Share your dilemmas and get honest opinions from other Mumsnetters.

To not go to this funeral

10 replies

Ohgodtheresaspider · 20/04/2019 20:37

Can’t decide if im being unreasonable or not in this situation so looking for opinions.
A while back my aunts ex husband passed away after a short battle with lung cancer. He was my aunts ex husband who have been split for atleast 15 years if not more.
In the past 15 years I had very little to do with him although my younger brother did still keep contact due to a mutual hobby. The funeral was over 100 miles away from where I live so I couldn’t just pop in for a couple of hours would need all day & I have very little childcare, only my parents who went to the funeral so I had nobody to care for dd3.
My parents passed on my condolences to his new partner explaining why I wasn’t there which was all fine. I have since discovered my younger brother is fuming over me not going, saying how disrespectful it was I didn’t attend & I should be ashamed. Aibu to think that it’s not a big deal that I didn’t go & my brother is confusing his relationship with aunts ex husband to my own?

OP posts:
DisplayPurposesOnly · 20/04/2019 20:42

Your brother is daft.

Hushnownobodycares · 20/04/2019 20:42

Not unreasonable at all. I have no intention of going to the funeral of my recently deceased uncle's ex-wife, a woman I haven't seen in decades when the time comes despite her being my cousin's mother.

How did you discover your brother was fuming? Did he have the balls to tell you to your face?
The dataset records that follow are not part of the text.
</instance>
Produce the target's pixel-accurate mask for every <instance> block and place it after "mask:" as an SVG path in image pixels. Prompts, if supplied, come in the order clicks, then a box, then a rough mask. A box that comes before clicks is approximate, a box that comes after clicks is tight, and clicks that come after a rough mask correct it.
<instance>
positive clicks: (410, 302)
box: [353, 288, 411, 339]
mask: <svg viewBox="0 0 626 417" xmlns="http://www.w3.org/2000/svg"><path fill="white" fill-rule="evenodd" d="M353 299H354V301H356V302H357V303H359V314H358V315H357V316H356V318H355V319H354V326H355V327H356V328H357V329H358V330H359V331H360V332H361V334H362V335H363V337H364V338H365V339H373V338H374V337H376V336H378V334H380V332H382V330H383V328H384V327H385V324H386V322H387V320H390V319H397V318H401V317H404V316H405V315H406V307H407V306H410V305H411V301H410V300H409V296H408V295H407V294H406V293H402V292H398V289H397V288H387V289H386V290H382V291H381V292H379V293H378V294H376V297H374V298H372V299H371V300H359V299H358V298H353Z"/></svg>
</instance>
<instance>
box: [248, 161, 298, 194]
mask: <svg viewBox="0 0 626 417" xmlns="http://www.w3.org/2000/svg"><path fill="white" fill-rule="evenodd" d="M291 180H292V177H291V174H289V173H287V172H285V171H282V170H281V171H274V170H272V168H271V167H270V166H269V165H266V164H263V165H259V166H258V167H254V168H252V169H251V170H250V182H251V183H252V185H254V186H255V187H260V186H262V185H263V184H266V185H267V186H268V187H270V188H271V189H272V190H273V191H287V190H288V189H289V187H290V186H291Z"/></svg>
TheFaerieQueene · 20/04/2019 20:44

Your brother is a dick.

Isthisafreename · 20/04/2019 20:47

I'm Irish. We tend to go to funerals of people who are much more loosely connected than British people do, and I wouldn't have gone.

Doubletrouble99 · 20/04/2019 20:47

I think you were perfectly reasonable not to go and your brother is being a bit of an arse.
Just ignore him he has forgotten you don't have the relationship he did with this ex relative. I presume he didn't have child care problems.

Ohgodtheresaspider · 20/04/2019 20:49

Iv found out from my mum when Iv commented Iv not seen much of him recently as we are usually friendly. The only times i had seen aunts ex had been at various events of my brothers such as his wedding. I think he’s forgot that I didn’t have the relationship he did with him.

OP posts:
Ohgodtheresaspider · 20/04/2019 20:50

No double no childcare issues he doesn’t have children

OP posts:
StillCoughingandLaughing · 20/04/2019 20:57

I wouldn’t have gone in those circumstances either. Maybe if it had been local, but 100 miles for someone you hadn’t seen in 15 years? Not practical or sensible.

Treaclesweet · 20/04/2019 21:13

Grief is a funny thing I'm sure he will come around

KnitterOfSocks · 20/04/2019 21:21

I wouldn't have gone. I have no intention of going to my ex uncles funeral, despite the fact he is the dad of my cousin who I'm very close to. Nice enough man, I've seen him twice in the last 20 years, and although obvs I'll be sorry when he passes away, I won't be hoiking myself across 4 counties to his funeral.